In 1900, the George M. Hill
Company published The Wonderful Wizard of Oz by L. Frank Baum, with
illustrations by W.W.
Denslow, which inspired by Baum’s desire to capture the wonder of the
stories of the Brothers
Grimm and Hans
Christian Andersen without all the horror. Publisher George Hill didn’t
have much faith in the book and had given a skeptical prediction of selling
around 250,000 copies. He only agreed to publish it after Fred R. Hamlin, manager of the Chicago Grand Opera
House, agreed to turn the book into a musical
stage play for publicity. The book ended up becoming a phenomenon, selling
out of every printing. And the musical, which opened in 1902, did just as well.

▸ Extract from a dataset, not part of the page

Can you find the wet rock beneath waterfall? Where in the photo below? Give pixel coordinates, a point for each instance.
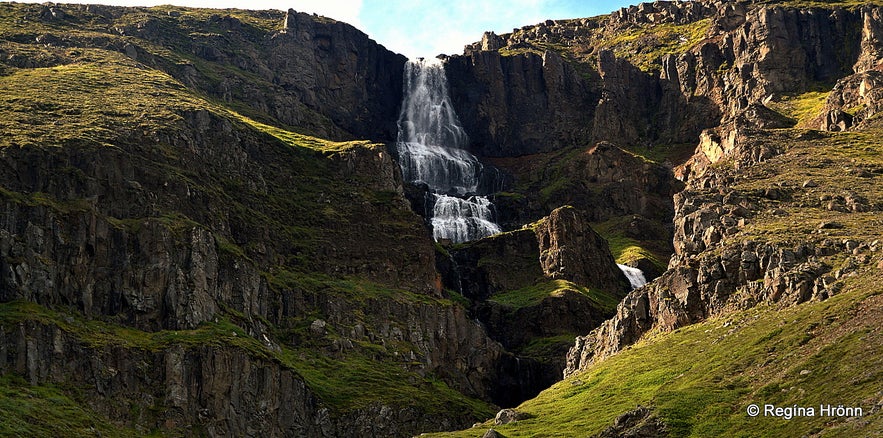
(570, 249)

|The cover to the first edition of the book.
The book was about young Kansas girl
named Dorothy Gale who is swept away with her dog Toto to the magical Land of
Oz by a cyclone. Her house landed on and killed the evil Wicked Witch of the
East, freeing the Munchkin
people from her rule. The
Good Witch of the North gave Dorothy the Wicked Witch’s Silver Shoes and sent her to
the Emerald City so that
the powerful Wizard of Oz could send her home. Along the way on the Yellow Brick Road, she met,
befriended and was joined on her journey by the Scarecrow, who wants a brain,
Tin Woodman, who wants a heart, and the Cowardly Lion, who wants courage. The
Wizard agreed to give them what they wanted in exchange for freeing the Winkies from the rule of the
Wicked Witch of the West. After doing so, they learn the Wizard was actually an
ordinary man from Nebraska who was stranded in Oz when his hot air balloon was
blown off course. The Wizard grants their wishes, but Dorothy ended up stranded
once more and enlisted the aid of Glinda, the Good Witch of the South who
revealed the Silver Shoes had the power to send Dorothy home. So, Dorothy
returned home, the Woodman became king of the Winkies, the Lion king of a
forest he rescued from a giant spider, and Scarecrow ruler of the Emerald City.
|The final Thompson book.
Baum had never planned beyond the
first book. By popular demand, he ended up writing 13 sequels to the story;
almost annually until his death in 1919. Ruth Plumly Thompson
was named Baum’s successor by the publisher and she wrote 21 more sequels that
were released every Christmas until 1939 before she left and others came in. As
the books remained popular, they were translated into many other forms of media
from radio plays to films, both live and animated. The most famous adaptation
of Baum’s work came with 1939’s The
Wizard of Oz by Metro-Goldwyn-Mayer.
The musical film was directed by Victor Fleming with music
written by Yip Harburg
and composed by Harold Arlen.
It starred Judy Garland as
Dorothy, Billie Burke as
Glinda, Ray Bolger as
Scarecrow, Jack Haley as Tin
Man, Bert Lahr as the Lion, Frank Morgan as the Wizard, and Margaret Hamilton as the Wicked
Witch of the West. While the most faithful adaptation at that point, the film
strayed from the original book by combining, condensing or omitting several
elements. Glinda’s character was merged with the Good Witch of the North and
the Queen of the
Field Mice. Many of Dorothy’s side adventures were eliminated, with the
focus placed on her meeting her friends and journeying to the Emerald City. The
Wicked Witch’s role was enlarged to become a looming threat whereas she only
appeared in one chapter of the book. Dorothy’s Silver Shoes were changed to Ruby Slippers in order to
take full advantage of the Technicolor
process used during all the Oz scenes of the film (the Kansas scenes were shot
in a sepia tone, later made pure black and white). Dorothy herself was also
older than the book depicted.
|1949 re-release poster.
The film, while critically
acclaimed, was actually a financial loss for MGM in relation to its budget
until its re-release in 1949, where it made an additional $1.5 million. It went
on to become one of the first movies MGM/CBS Home
Video released on VHS and Betamax in 1980, as well as the basis for several
other Oz adaptations. One of those, to commemorate the film’s 50th
anniversary, was an animated series adapted by Cliff Ruby and Elana Lesser and produced by DiC Entertainment
and Turner Entertainment.
|Scarecrow, Lion, Dorothy, Toto and Tin Man.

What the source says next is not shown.